No mesmo sentido da ilisão da presunção pela afetação exclusiva ab initio, cf. Acórdãos do STJ de 17/6/1993, relator Araújo Ribeiro (proc. 81725), e de 8/2/2000 (proc. 1115/99), ambos acessíveis em www.colectaneadejurisprudencia.com. No que tange à ilisão da presunção, no Acórdão da Relação do Porto de 17/11/2015, relator Augusto Carvalho, discorreu-se nestes termos:

«(…) deve entender-se que, não constando do título que o sótão se encontra afetado ao uso exclusivo da fração dos réus, daí resulta que aquele se presume parte comum, presunção que pode ser ilidida. De facto, "se fosse intenção do legislador considerar comuns todas as partes cuja afetação ao uso exclusivo de um dos condóminos não constasse do título, então não faria sentido o nº 2 falar em presunção, bastaria o preceito dizer: São comuns, salvo menção em contrário no título constitutivo da propriedade horizontal". Acórdão de 8.2.2000, CJ/STJ, Ano VIII, Tomo I, pág. 71.

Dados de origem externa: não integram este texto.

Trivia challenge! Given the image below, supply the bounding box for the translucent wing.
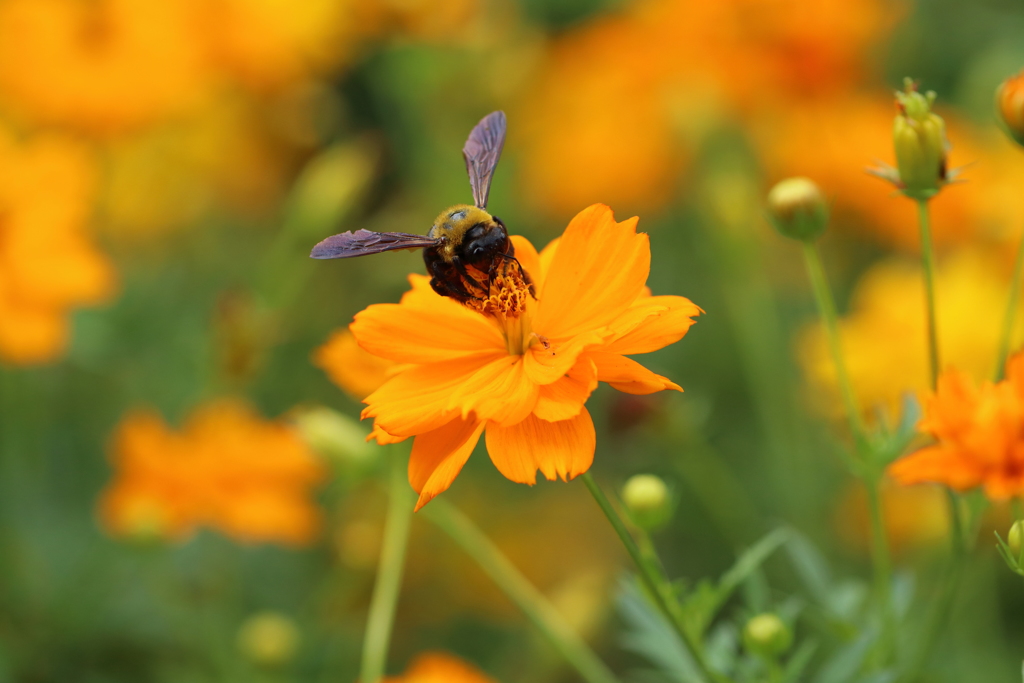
[462,112,506,209]
[309,230,435,258]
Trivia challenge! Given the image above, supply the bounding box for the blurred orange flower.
[889,355,1024,501]
[0,130,115,364]
[99,401,326,545]
[384,652,495,683]
[519,0,902,213]
[0,0,208,133]
[798,250,1021,421]
[753,93,1024,251]
[351,205,700,508]
[313,328,398,400]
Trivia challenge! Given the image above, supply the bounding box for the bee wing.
[309,230,435,258]
[462,112,506,209]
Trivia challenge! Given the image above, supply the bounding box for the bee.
[309,112,532,303]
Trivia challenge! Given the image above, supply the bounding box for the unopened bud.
[1007,519,1024,561]
[743,612,793,659]
[292,405,373,463]
[768,178,828,242]
[239,611,299,666]
[623,474,672,531]
[995,71,1024,144]
[893,79,949,199]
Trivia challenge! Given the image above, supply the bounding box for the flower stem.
[804,242,895,655]
[359,449,413,683]
[422,498,618,683]
[580,472,728,683]
[994,227,1024,382]
[918,200,939,391]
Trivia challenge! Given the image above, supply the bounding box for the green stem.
[359,450,413,683]
[580,472,728,683]
[994,227,1024,382]
[803,242,895,659]
[918,200,940,391]
[422,498,618,683]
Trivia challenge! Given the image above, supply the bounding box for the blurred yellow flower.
[836,480,949,552]
[312,328,399,400]
[752,93,1024,250]
[798,250,1021,420]
[0,130,115,364]
[0,0,208,133]
[99,400,326,545]
[384,652,495,683]
[515,0,902,219]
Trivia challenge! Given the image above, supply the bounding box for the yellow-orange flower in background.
[514,0,902,215]
[889,355,1024,501]
[99,401,326,545]
[384,652,495,683]
[0,130,115,364]
[351,205,700,508]
[752,93,1024,250]
[313,328,398,400]
[0,0,209,133]
[798,248,1021,424]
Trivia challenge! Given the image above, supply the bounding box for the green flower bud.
[623,474,672,531]
[238,611,299,667]
[743,612,793,659]
[893,79,949,199]
[1007,519,1024,561]
[768,178,828,242]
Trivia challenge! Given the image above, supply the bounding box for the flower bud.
[995,71,1024,144]
[1007,519,1024,561]
[239,611,299,666]
[893,79,949,199]
[768,178,828,242]
[623,474,672,531]
[743,612,793,659]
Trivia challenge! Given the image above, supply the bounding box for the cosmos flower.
[351,205,701,508]
[312,328,397,400]
[889,355,1024,501]
[99,401,326,545]
[384,652,495,683]
[0,129,115,365]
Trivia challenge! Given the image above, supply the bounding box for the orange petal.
[601,296,703,355]
[409,419,485,510]
[534,204,650,340]
[534,359,597,422]
[509,234,544,292]
[887,445,984,490]
[349,289,505,365]
[362,354,509,436]
[486,409,597,484]
[583,351,683,395]
[447,355,540,425]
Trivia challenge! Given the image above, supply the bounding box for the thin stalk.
[422,498,618,683]
[804,242,895,655]
[580,472,728,683]
[994,228,1024,382]
[359,452,413,683]
[918,200,939,391]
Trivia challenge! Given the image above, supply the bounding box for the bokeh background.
[6,0,1024,683]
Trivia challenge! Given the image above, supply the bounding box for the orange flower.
[0,0,208,133]
[351,205,700,508]
[384,652,495,683]
[0,130,114,364]
[889,355,1024,501]
[313,328,397,400]
[99,401,325,545]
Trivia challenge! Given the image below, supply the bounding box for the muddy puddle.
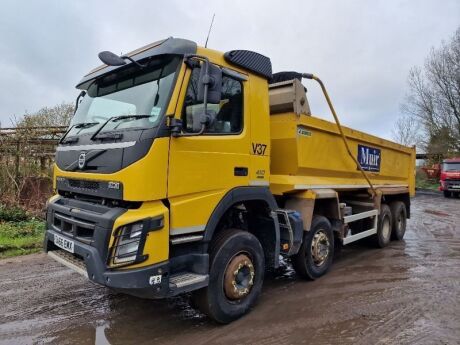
[0,196,460,345]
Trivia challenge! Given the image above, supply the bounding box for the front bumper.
[44,230,174,298]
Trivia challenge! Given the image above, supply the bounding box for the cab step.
[48,249,88,278]
[169,272,209,296]
[169,272,209,289]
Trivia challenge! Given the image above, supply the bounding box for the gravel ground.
[0,195,460,345]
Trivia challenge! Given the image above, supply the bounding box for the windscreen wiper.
[91,115,153,140]
[58,122,99,144]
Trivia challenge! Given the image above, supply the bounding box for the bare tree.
[391,116,423,147]
[396,27,460,155]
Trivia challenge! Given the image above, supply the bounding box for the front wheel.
[292,216,334,280]
[192,229,265,324]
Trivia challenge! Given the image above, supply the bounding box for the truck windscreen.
[67,56,180,137]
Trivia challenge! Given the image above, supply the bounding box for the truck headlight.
[113,222,144,264]
[109,216,164,265]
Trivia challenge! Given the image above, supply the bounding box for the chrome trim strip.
[294,184,408,190]
[171,235,204,244]
[56,141,136,152]
[169,225,206,235]
[249,180,270,187]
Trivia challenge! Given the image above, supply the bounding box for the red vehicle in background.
[439,157,460,198]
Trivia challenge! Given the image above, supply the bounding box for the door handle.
[233,167,248,176]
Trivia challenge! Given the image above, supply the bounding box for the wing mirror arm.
[169,54,222,138]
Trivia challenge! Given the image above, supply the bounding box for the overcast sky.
[0,0,460,138]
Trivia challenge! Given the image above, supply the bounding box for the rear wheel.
[390,201,407,241]
[192,229,265,323]
[373,204,393,248]
[292,216,334,280]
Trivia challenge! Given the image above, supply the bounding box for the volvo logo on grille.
[78,152,86,169]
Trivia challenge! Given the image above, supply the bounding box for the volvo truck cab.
[44,38,415,323]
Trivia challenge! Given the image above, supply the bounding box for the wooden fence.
[0,127,66,207]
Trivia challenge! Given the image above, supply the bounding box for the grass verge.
[415,169,439,191]
[0,205,45,259]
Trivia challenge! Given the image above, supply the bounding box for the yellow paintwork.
[54,138,169,201]
[270,113,415,195]
[54,42,415,269]
[168,48,270,231]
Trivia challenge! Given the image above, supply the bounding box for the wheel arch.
[203,187,280,268]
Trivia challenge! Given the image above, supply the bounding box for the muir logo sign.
[358,145,381,172]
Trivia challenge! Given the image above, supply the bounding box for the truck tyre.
[390,201,407,241]
[192,229,265,324]
[292,216,334,280]
[372,204,393,248]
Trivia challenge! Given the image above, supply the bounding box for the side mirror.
[197,61,222,104]
[98,51,126,66]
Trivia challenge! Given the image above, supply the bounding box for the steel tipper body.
[44,38,415,323]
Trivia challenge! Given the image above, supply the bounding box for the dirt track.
[0,195,460,345]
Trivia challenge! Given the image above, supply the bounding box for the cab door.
[168,62,250,235]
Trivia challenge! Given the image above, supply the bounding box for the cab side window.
[182,67,243,134]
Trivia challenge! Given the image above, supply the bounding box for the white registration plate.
[54,235,73,253]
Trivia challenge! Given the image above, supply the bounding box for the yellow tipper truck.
[44,38,415,323]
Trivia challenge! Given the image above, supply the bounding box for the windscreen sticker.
[358,145,381,172]
[150,107,161,116]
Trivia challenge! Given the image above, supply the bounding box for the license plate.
[54,235,73,253]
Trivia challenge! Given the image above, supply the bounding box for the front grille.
[53,212,95,243]
[69,179,99,190]
[444,179,460,188]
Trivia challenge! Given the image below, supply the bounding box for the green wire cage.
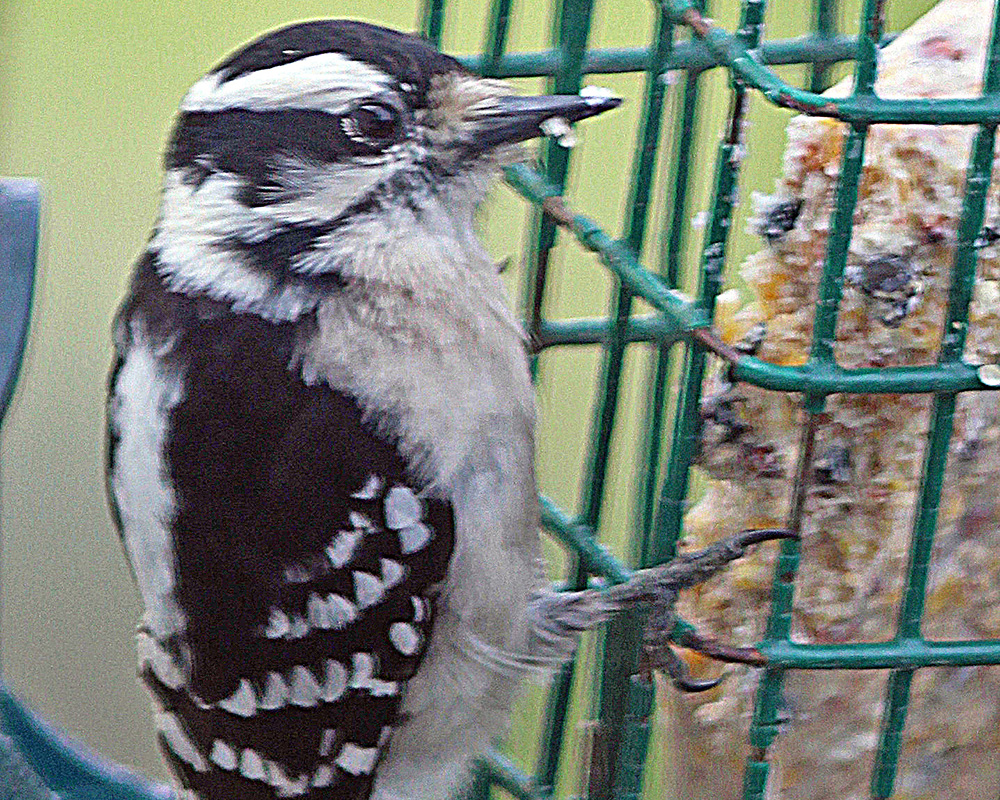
[0,0,1000,800]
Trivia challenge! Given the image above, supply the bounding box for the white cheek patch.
[181,53,391,114]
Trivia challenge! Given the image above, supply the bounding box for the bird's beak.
[473,87,622,151]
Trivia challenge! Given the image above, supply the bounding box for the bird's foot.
[607,528,797,692]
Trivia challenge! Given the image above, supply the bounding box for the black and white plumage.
[108,21,784,800]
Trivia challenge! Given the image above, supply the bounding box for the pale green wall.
[0,0,929,788]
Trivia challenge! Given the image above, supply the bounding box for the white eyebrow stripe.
[181,53,390,113]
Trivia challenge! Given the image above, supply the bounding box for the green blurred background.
[0,0,932,792]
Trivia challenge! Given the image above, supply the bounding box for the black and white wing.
[109,262,454,800]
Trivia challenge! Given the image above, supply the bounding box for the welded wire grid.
[423,0,1000,800]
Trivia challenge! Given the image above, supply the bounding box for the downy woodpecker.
[108,21,784,800]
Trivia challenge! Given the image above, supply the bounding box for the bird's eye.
[341,102,403,150]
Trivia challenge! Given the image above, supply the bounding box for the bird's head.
[150,20,619,319]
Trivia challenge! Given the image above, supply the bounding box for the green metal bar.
[476,0,512,77]
[536,0,596,795]
[539,496,632,583]
[663,72,699,287]
[536,314,684,350]
[646,29,763,563]
[459,36,876,78]
[871,669,913,800]
[504,164,709,340]
[734,356,997,394]
[757,639,1000,670]
[522,0,593,344]
[809,123,871,382]
[633,31,700,552]
[612,675,656,800]
[420,0,444,47]
[871,4,1000,788]
[743,669,783,800]
[581,6,673,800]
[743,410,819,800]
[668,0,1000,125]
[478,750,543,800]
[809,0,837,93]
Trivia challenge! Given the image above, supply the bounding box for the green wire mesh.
[423,0,1000,800]
[0,0,1000,800]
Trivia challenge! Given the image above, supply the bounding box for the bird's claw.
[642,644,723,694]
[609,528,798,692]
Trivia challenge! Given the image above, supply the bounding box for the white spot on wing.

No título constitutivo da propriedade horizontal não se especificou o sótão como correspondendo a qualquer fração e, portanto, encontramo-nos perante uma situação concreta compreendida na presunção prevista na alínea e) do nº 2 do artigo 1421º, presunção que pode ser afastada pela prova daquilo a que Pires de Lima e A. Varela designam por afetação material.

Na citada alínea e) presumem-se ainda comuns "as coisas que não sejam afetadas ao uso exclusivo de um dos condóminos".

No dizer daqueles autores, "a afetação a que se alude aqui é uma afetação material - uma destinação objetiva - existente à data da constituição do condomínio. Se, por exemplo, determinado logradouro só tem acesso através de uma das frações autónomas do rés-do-chão, deve entender-se que pertence a esta fração (...). E o mesmo se diga, ainda a título de exemplo, do sótão ou das águas furtadas do edifício, quando, no todo ou por parcelas, estejam apenas em comunicação com a fração ou as frações autónomas do último piso (faltando esta afetação material, o sótão será comum) ". Ob. cit., pág. 423.No mesmo sentido, refere-se no acórdão do STJ, de 17.6.1993, que "deixa de ser considerada parte comum de prédio constituído em propriedade horizontal a que, desde início, foi adquirida juntamente com a fração autónoma para ser utilizada em exclusivo por determinado (s) condómino (s), ainda que tal exclusividade não fosse referida no título constitutivo". CJ/STJ, Ano I, Tomo II, pág. 158.
(…)

De acordo com esta matéria de facto, desde o início da construção do prédio, o sótão esteve afetado em exclusivo à fração autónoma dos réus, apenas com esta tendo comunicação, e, por conseguinte, deve considerar-se que foi ilidida a presunção estabelecida na alínea e) do nº 2 do artigo 1421º. A afetação material do sótão à fração dos réus, existindo à data da constituição do condomínio, afasta-o do âmbito das coisas comuns mencionadas no citado preceito.»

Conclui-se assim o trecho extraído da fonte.